We’re sure that the “Muscoota” Indians of the East Harlem Plain, Vredendal (Peaceful Dale) grew tea throughout the area.
The first European settlement in Nieuw Haarlem by the Dutch West Indian Company they shipped and traded slaves and tea from the Netherlands. The Dutchman Hendrick de Forest “found” Haarlem with Dutch settlers in 1637. The settlement was formalized in 1658 under leadership of Peter Stuyvesant. The Netherlands epitomized the height of fashion in tea serving and every well to do home had it’s own exclusive tea room. The Dutch were the first to add milk to both tea and coffee.
In the 18th century, the Jumel Mansion Tea Room, exemplified the tea rooms of the period. This Tea Room also served as an office for Gen. George Washington during the Revolutionary War in 1765. The tea leaves were harvested from one of the only remaining Colonial gardens in the America, which sits behind the historic Mansion.
It’s said, that then president George Washington returned to the Mansion on July 10, 1790, and dined with members of his cabinet. Guests at the table for tea included two future presidents of the United States, Vice President John Adams and Secretary of State Thomas Jefferson. Secretary of the Treasury Alexander Hamilton and Secretary of War Henry Knox also attended.
The Jumel Mansion Tea Room was the style of serving tea up until the 18th and 19th centuries, this is a window that gives us a look into how tea is served in the next century.

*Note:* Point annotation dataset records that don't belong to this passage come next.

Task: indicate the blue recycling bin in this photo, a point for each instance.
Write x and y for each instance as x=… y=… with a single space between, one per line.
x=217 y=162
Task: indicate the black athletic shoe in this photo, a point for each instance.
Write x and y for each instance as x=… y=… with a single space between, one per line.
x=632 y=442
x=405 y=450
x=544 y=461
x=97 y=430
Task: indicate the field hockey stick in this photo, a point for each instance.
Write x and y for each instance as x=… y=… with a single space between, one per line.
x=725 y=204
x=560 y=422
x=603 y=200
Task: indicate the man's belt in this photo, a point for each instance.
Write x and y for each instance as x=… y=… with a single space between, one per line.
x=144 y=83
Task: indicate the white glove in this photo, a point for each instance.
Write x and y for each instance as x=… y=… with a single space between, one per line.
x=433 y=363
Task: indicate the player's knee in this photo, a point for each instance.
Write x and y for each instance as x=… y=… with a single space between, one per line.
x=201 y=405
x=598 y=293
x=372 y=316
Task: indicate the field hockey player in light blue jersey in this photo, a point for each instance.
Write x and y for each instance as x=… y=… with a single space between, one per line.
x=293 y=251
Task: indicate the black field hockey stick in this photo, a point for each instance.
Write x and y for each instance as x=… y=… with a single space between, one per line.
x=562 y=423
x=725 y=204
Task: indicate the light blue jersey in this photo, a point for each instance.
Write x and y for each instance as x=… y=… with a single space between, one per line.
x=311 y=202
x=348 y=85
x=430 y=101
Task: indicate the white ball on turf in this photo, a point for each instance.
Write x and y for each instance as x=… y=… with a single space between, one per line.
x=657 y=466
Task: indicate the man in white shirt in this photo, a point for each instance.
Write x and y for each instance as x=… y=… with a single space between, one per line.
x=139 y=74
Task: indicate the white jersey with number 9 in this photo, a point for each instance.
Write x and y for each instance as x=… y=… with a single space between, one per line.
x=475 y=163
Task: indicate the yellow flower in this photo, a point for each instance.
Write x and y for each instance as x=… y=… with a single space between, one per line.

In the 20th century during the Harlem renaissance, Madam C.J. Walker’s daughter, Lelia Walker (later known as A’Lelia Walker), was the iconic figure of 1920’s Harlem grandeur. In her townhouse, known as the Dark Tower she served tea to Alberta Hunter, Jimmy Daniels, Countee Cullen, Langston Hughes, James Baldwin, and many other poets, writers, artists, on 136th Street and Adam Clayton Powell, Blvd., (aka 7th Avenue).
A number of tea rooms were clearly meant for the black upper crust. Common phrases in advertisements and news stories include “exclusive,” “the elite of the city are found [here],” or “where the wealthier class of colored people dine.” Mentions of table appointments and decor often include silver bud vases, exotic themes, and carefully coordinated color schemes. Menus offered fried chicken and corn sticks as well as steaks and salads, but were less likely to list rural Southern favorites such as pigs’ feet or greens.
Tea rooms in Harlem the teens, 20s, and 30s, frequently hosted important social events. Community leaders hailed them as badly needed establishments. Groups such as the NAACP Women’s Auxiliary, black sports writers, and the Negro Business League held luncheons and dinners at tea rooms in Harlem. Newspaper people from the black newspaper The Amsterdam News celebrated a colleague’s college graduation at Harlem’s Jack and Jill Tea Room in 1928.
Adding water to leaves in Harlem is as old as the ages, and the tradition continues.